Bu süreçte, aile içinde internet kullanımıyla ilgili net kurallar belirlemek, çocuklarla birlikte güvenli internet kullanımı üzerine konuşmak ve onlara bu konuda rol model olmak büyük önem taşıyor. Yani kurallara önce ebeveynler uymalı. Ebeveynlerin internet görgü kurallarına uygun davranışlar sergilemesi, çocuklarına iyi bir dijital vatandaş olma konusunda örnek teşkil eder. Bu şekilde, çocukların dijital ortamda oluşturdukları ayak izlerinin yalnızca anlık değil, gelecekteki yaşamlarını da etkilediği bilinciyle hareket etmeleri sağlanabilir. Öte yandan çocuklarıyla açık ve güvene dayalı bir iletişim kurmalılar. Zorbalıkla mücadele, sadece mağdurları korumakla kalmaz, aynı zamanda daha sağlıklı ve güvenli bir dijital toplum yaratılmasına da katkıda bulunur. Bu nedenle, herkesin bu mücadelede aktif bir rol oynaması ve birbirimize destek olmamız çok önemlidir.
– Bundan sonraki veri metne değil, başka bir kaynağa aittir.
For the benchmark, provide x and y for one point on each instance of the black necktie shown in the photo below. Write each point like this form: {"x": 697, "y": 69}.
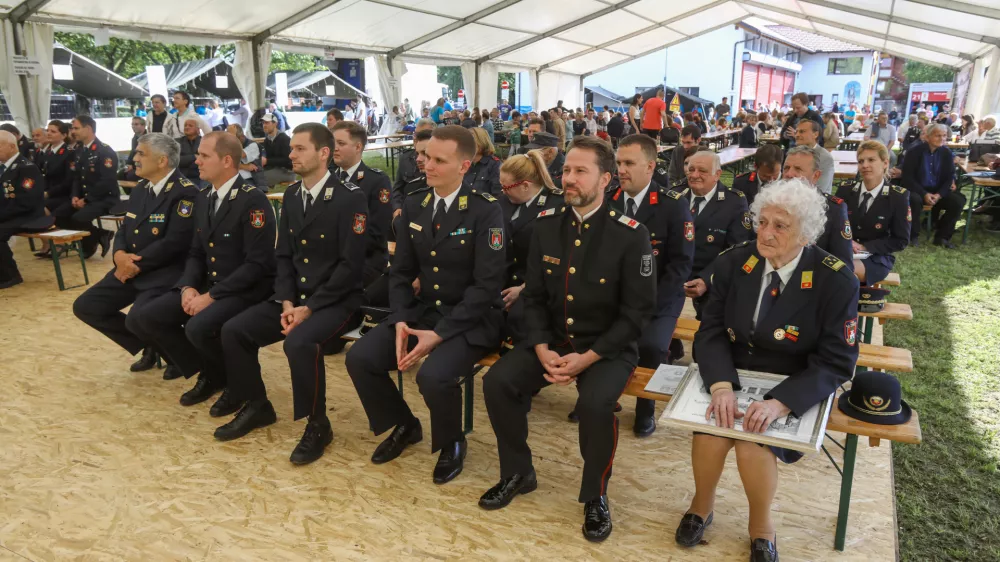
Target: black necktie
{"x": 696, "y": 206}
{"x": 439, "y": 212}
{"x": 770, "y": 296}
{"x": 212, "y": 200}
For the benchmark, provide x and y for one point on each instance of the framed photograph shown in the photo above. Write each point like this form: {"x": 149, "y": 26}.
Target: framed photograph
{"x": 687, "y": 410}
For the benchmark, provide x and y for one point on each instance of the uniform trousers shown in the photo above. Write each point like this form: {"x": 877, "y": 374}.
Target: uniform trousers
{"x": 83, "y": 219}
{"x": 654, "y": 349}
{"x": 373, "y": 356}
{"x": 260, "y": 326}
{"x": 193, "y": 344}
{"x": 100, "y": 307}
{"x": 508, "y": 388}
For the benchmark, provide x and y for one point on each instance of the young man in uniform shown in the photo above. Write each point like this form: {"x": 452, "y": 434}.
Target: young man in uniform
{"x": 321, "y": 258}
{"x": 590, "y": 291}
{"x": 230, "y": 267}
{"x": 453, "y": 245}
{"x": 149, "y": 249}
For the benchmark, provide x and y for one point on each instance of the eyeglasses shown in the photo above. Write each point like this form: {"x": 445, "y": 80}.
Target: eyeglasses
{"x": 509, "y": 187}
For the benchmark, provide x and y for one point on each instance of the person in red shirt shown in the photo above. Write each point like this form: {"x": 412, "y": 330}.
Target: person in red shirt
{"x": 654, "y": 114}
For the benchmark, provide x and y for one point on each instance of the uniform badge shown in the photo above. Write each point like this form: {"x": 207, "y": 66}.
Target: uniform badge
{"x": 851, "y": 331}
{"x": 496, "y": 238}
{"x": 646, "y": 268}
{"x": 257, "y": 219}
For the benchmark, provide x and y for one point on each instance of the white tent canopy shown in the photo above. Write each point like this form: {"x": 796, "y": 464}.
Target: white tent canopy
{"x": 566, "y": 38}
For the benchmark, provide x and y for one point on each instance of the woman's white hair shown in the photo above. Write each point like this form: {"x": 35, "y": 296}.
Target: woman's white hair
{"x": 803, "y": 202}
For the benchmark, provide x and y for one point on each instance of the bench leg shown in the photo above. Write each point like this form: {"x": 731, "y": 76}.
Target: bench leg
{"x": 846, "y": 482}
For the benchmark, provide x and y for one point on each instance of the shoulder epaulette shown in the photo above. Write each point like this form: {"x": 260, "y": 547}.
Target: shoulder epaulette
{"x": 734, "y": 246}
{"x": 833, "y": 263}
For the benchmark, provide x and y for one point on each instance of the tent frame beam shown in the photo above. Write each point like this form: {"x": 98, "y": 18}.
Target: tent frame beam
{"x": 456, "y": 25}
{"x": 663, "y": 24}
{"x": 294, "y": 19}
{"x": 858, "y": 30}
{"x": 557, "y": 30}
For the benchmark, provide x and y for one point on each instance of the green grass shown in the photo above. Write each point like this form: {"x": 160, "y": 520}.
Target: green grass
{"x": 948, "y": 488}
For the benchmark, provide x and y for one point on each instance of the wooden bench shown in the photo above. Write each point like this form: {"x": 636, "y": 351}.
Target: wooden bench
{"x": 63, "y": 241}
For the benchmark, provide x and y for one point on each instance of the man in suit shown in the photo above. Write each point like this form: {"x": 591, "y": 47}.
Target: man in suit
{"x": 454, "y": 245}
{"x": 721, "y": 219}
{"x": 277, "y": 165}
{"x": 321, "y": 259}
{"x": 23, "y": 206}
{"x": 230, "y": 267}
{"x": 95, "y": 186}
{"x": 666, "y": 216}
{"x": 590, "y": 292}
{"x": 149, "y": 249}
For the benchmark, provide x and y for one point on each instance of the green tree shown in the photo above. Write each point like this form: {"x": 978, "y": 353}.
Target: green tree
{"x": 917, "y": 72}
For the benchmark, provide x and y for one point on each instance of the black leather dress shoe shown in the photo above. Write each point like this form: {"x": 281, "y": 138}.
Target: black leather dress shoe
{"x": 146, "y": 362}
{"x": 499, "y": 496}
{"x": 203, "y": 390}
{"x": 692, "y": 529}
{"x": 450, "y": 462}
{"x": 226, "y": 405}
{"x": 315, "y": 439}
{"x": 597, "y": 519}
{"x": 171, "y": 373}
{"x": 401, "y": 436}
{"x": 763, "y": 550}
{"x": 252, "y": 416}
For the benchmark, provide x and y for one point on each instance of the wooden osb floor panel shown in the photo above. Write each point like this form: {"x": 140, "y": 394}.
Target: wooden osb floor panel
{"x": 97, "y": 463}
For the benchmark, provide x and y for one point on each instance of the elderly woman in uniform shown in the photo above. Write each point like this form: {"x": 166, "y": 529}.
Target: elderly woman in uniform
{"x": 778, "y": 305}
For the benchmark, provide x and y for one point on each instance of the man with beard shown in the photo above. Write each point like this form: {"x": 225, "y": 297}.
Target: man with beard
{"x": 590, "y": 291}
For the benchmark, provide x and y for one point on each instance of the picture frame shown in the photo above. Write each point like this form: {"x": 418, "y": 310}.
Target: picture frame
{"x": 686, "y": 410}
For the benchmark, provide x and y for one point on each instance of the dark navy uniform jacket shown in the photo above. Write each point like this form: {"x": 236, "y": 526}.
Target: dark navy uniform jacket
{"x": 23, "y": 194}
{"x": 724, "y": 221}
{"x": 885, "y": 228}
{"x": 519, "y": 232}
{"x": 235, "y": 255}
{"x": 58, "y": 175}
{"x": 321, "y": 254}
{"x": 666, "y": 216}
{"x": 810, "y": 333}
{"x": 461, "y": 267}
{"x": 591, "y": 285}
{"x": 95, "y": 173}
{"x": 159, "y": 229}
{"x": 484, "y": 175}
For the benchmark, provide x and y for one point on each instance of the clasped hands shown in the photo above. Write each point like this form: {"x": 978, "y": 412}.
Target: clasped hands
{"x": 756, "y": 419}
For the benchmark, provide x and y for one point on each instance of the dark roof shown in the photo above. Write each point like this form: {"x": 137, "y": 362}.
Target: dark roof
{"x": 813, "y": 42}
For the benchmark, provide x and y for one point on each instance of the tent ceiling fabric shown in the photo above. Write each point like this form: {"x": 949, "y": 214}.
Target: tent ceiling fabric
{"x": 569, "y": 36}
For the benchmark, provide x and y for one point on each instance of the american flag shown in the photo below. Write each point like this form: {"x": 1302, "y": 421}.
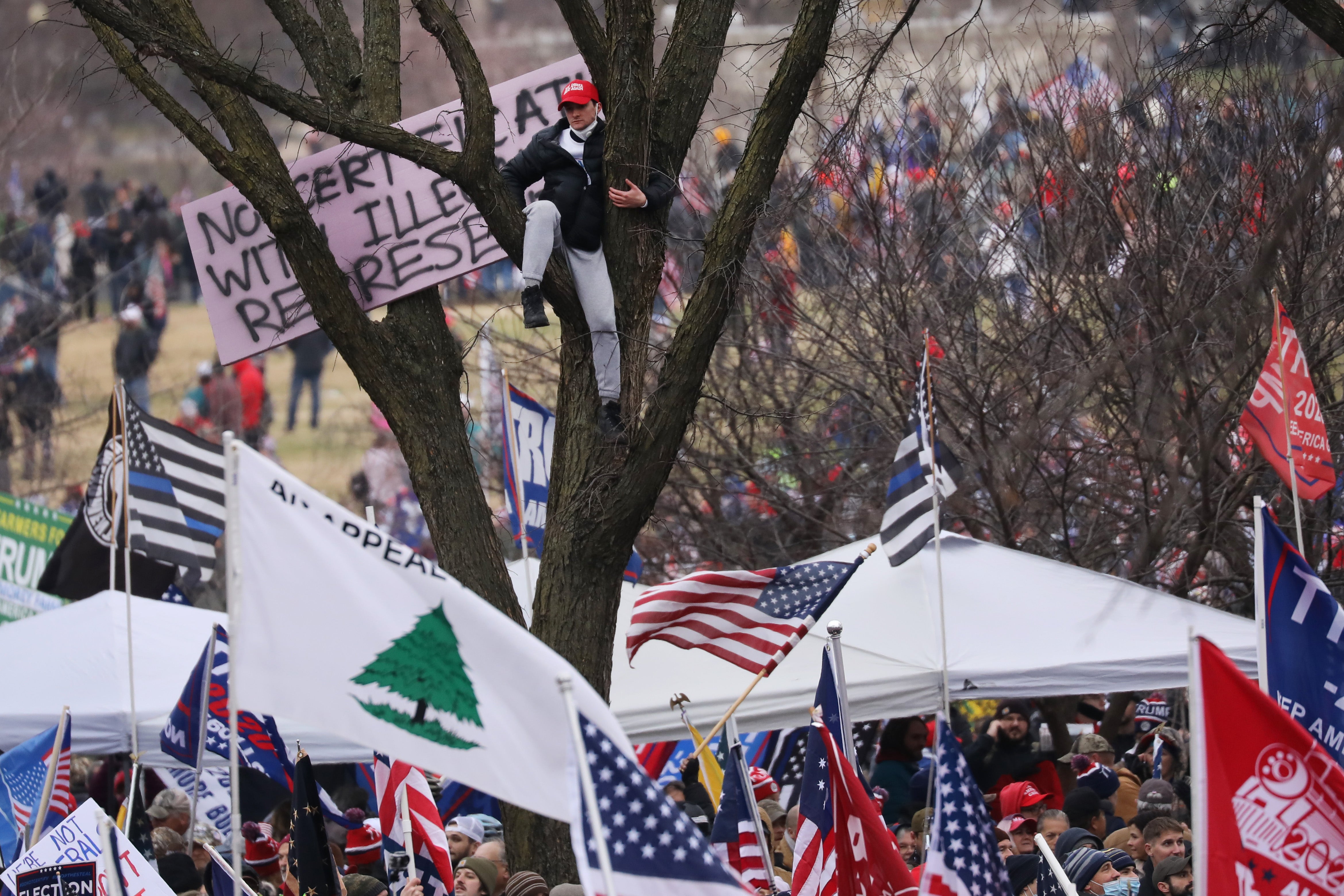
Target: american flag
{"x": 433, "y": 864}
{"x": 734, "y": 835}
{"x": 23, "y": 777}
{"x": 752, "y": 620}
{"x": 908, "y": 522}
{"x": 655, "y": 848}
{"x": 815, "y": 852}
{"x": 177, "y": 492}
{"x": 1046, "y": 882}
{"x": 963, "y": 855}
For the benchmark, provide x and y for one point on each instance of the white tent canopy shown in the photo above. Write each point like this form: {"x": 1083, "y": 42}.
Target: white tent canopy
{"x": 1018, "y": 625}
{"x": 77, "y": 656}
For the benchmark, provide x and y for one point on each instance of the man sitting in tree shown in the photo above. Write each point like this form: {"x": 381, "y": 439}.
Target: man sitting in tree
{"x": 568, "y": 214}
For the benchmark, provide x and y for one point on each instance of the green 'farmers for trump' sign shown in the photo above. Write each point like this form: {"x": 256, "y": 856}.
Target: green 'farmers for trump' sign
{"x": 29, "y": 537}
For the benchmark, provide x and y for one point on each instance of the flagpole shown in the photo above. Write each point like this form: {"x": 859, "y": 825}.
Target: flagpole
{"x": 201, "y": 733}
{"x": 220, "y": 859}
{"x": 1261, "y": 623}
{"x": 1200, "y": 769}
{"x": 1288, "y": 430}
{"x": 763, "y": 841}
{"x": 937, "y": 527}
{"x": 116, "y": 508}
{"x": 406, "y": 832}
{"x": 587, "y": 788}
{"x": 35, "y": 831}
{"x": 233, "y": 591}
{"x": 126, "y": 570}
{"x": 834, "y": 631}
{"x": 1044, "y": 848}
{"x": 511, "y": 436}
{"x": 867, "y": 553}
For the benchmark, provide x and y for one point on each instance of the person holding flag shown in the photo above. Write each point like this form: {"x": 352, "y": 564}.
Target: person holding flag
{"x": 963, "y": 855}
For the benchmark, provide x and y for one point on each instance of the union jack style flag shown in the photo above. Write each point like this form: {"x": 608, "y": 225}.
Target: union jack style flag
{"x": 433, "y": 863}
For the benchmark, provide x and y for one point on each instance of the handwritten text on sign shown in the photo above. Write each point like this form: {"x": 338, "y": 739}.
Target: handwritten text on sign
{"x": 76, "y": 840}
{"x": 393, "y": 226}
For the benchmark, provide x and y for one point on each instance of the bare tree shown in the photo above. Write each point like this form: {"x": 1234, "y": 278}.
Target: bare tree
{"x": 600, "y": 496}
{"x": 1100, "y": 281}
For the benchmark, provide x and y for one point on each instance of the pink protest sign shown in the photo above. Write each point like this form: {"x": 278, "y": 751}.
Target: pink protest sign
{"x": 393, "y": 226}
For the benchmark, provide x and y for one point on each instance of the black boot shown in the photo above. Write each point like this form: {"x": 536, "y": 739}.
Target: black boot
{"x": 534, "y": 309}
{"x": 611, "y": 424}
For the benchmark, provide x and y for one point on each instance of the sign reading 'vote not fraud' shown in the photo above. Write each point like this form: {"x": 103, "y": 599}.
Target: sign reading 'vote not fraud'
{"x": 393, "y": 226}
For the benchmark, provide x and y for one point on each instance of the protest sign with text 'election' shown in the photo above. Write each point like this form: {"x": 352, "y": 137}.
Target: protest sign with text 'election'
{"x": 1269, "y": 801}
{"x": 377, "y": 644}
{"x": 1303, "y": 627}
{"x": 393, "y": 226}
{"x": 1284, "y": 390}
{"x": 76, "y": 841}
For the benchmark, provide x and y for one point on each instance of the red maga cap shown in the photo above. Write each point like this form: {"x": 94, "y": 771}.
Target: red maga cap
{"x": 581, "y": 93}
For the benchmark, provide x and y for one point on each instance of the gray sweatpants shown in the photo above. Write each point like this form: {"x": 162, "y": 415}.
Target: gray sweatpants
{"x": 592, "y": 283}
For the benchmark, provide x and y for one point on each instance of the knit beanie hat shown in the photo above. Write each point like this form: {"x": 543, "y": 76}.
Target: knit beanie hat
{"x": 1082, "y": 866}
{"x": 484, "y": 870}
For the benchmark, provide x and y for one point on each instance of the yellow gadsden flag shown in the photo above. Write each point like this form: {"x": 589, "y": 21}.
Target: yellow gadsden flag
{"x": 711, "y": 776}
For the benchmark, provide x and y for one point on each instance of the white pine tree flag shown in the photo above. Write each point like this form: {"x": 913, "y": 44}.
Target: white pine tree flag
{"x": 345, "y": 629}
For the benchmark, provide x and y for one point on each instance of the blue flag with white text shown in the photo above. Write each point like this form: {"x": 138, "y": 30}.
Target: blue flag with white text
{"x": 1304, "y": 623}
{"x": 533, "y": 436}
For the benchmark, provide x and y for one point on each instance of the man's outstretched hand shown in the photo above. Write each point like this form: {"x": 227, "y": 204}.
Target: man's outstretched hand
{"x": 632, "y": 198}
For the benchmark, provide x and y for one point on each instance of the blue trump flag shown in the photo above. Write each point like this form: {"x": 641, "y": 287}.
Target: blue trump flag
{"x": 1304, "y": 662}
{"x": 527, "y": 472}
{"x": 260, "y": 745}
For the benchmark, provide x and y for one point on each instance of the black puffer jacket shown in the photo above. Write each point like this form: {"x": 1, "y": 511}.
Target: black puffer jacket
{"x": 580, "y": 193}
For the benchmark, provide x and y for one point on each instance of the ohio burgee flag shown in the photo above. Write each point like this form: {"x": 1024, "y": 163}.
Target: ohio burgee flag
{"x": 347, "y": 631}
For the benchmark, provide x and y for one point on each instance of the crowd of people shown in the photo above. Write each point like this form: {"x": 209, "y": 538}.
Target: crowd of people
{"x": 1116, "y": 824}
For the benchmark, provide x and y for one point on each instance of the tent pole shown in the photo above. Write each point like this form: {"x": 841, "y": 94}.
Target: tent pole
{"x": 511, "y": 438}
{"x": 201, "y": 734}
{"x": 233, "y": 587}
{"x": 126, "y": 577}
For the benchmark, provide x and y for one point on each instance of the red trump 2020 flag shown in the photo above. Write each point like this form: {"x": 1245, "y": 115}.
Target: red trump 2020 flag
{"x": 1264, "y": 416}
{"x": 1269, "y": 801}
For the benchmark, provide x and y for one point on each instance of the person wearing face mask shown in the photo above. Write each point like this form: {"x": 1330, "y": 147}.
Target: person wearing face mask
{"x": 569, "y": 215}
{"x": 1128, "y": 882}
{"x": 1091, "y": 871}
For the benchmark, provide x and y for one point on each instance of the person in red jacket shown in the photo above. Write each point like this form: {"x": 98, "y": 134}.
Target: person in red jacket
{"x": 252, "y": 386}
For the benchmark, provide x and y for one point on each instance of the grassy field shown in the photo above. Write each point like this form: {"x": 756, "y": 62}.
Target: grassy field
{"x": 324, "y": 457}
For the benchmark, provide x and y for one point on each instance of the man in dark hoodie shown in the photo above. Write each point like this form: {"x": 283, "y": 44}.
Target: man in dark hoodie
{"x": 1006, "y": 753}
{"x": 569, "y": 214}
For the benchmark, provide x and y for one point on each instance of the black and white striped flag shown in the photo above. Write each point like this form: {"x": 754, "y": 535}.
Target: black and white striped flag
{"x": 908, "y": 523}
{"x": 177, "y": 484}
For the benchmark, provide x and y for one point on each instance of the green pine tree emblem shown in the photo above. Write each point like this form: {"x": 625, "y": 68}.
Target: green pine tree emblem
{"x": 425, "y": 667}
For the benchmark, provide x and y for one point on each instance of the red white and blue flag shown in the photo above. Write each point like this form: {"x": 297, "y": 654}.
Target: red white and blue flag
{"x": 963, "y": 853}
{"x": 1269, "y": 800}
{"x": 815, "y": 849}
{"x": 654, "y": 847}
{"x": 433, "y": 864}
{"x": 527, "y": 473}
{"x": 751, "y": 618}
{"x": 867, "y": 862}
{"x": 1284, "y": 417}
{"x": 1304, "y": 662}
{"x": 734, "y": 833}
{"x": 23, "y": 777}
{"x": 260, "y": 745}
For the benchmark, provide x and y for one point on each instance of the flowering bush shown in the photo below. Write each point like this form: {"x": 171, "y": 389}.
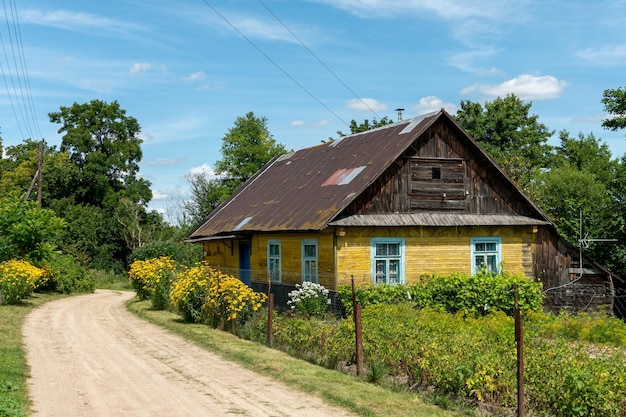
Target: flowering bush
{"x": 189, "y": 292}
{"x": 310, "y": 299}
{"x": 17, "y": 280}
{"x": 152, "y": 279}
{"x": 230, "y": 301}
Yazılım, risk altındaki çocukların zarar görmesini engelliyor
Dublin Üniversitesi bünyesindeki 'Anti Bullying Centre'da görev alıyorsunuz. Bu merkezde nasıl çalışmalara imza atıyorsunuz?
Anadolu Üniversitesi İngilizce Öğretmenliği bölümünde aldığım eğitimin ardından Marmara Üniversitesi Gazetecilik Bölümü’nde yüksek lisans yaptım. Galatasaray Üniversitesi Medya ve İletişim Çalışmaları Programı’nda başladığım doktora sürecinde medya ve iletişim çalışmalarının yanı sıra toplumsal cinsiyet, gençler ve dezavantajlı gruplar üzerine odaklandım. İlgi alanım zamanla gençler arasındaki zorbalık ile siber zorbalık davranışlarına yönelik çalışmalara dönüştü. Bu alanda uluslararası alanda farklı çalışmalara ve araştırmalara imza attım. Şu an Dublin City University Anti-Bullying Centre’da çalışmaya başlamam, zorbalık ve siber zorbalıkla mücadeleye daha yoğun bir şekilde odaklanma isteğimden doğdu.
Cilter DTIF olarak adlandırdığınız ve zorbalığa karşı koruma yazılımı olan projeniz nasıl çalışıyor?
Bu yazılım siber zorbalık, siber köleleştirme ve kendine zarar verme davranışlarını tespit ederek bu durumlar ortaya çıkmadan önce önleyici adımlar atmak için aileleri ve çocukları uyarmayı hedefliyor. Yapay zekâ ve makine öğrenimi algoritmalarıyl, sosyal medya ve mesajlaşma uygulamalarında belirli anahtar kelimeler, cümle yapıları ve sohbet akışlarını analiz ederek potansiyel tehlikeleri tespit ediyor. Yazılım, ebeveynin çocuğunun kullanımı için satın aldığı cep telefonu içerisinde halihazırda bulunuyor. Riskli bir durum tespit edildiğinde, çocuğa gelen mesajların görüntülenmesini engelliyor ve uygun olmayan bir iletişim içerisinde olduğunu belirterek bunu ailesi veya güvendiği bir büyüğüyle paylaşması gerektiği konusunda uyarıda bulunuyor. Aynı anda aileye de SMS yoluyla çocuğun telefonunda bu üç davranıştan birinin tespit edildiği ve duruma uygun bir şekilde yaklaşmaları gerektiği bildiriliyor. Yazılım, kişisel verilerin korunması kanununa uygun olarak çocuğun özel hayatına dair bilgileri ifşa etmeden, sadece tehlike sinyallerini paylaşıyor. Bu şekilde yazılım, ebeveynler için bir uyarı sistemi sunarak, risk altındaki çocukların erken aşamada fark edilmesine yardımcı olacak.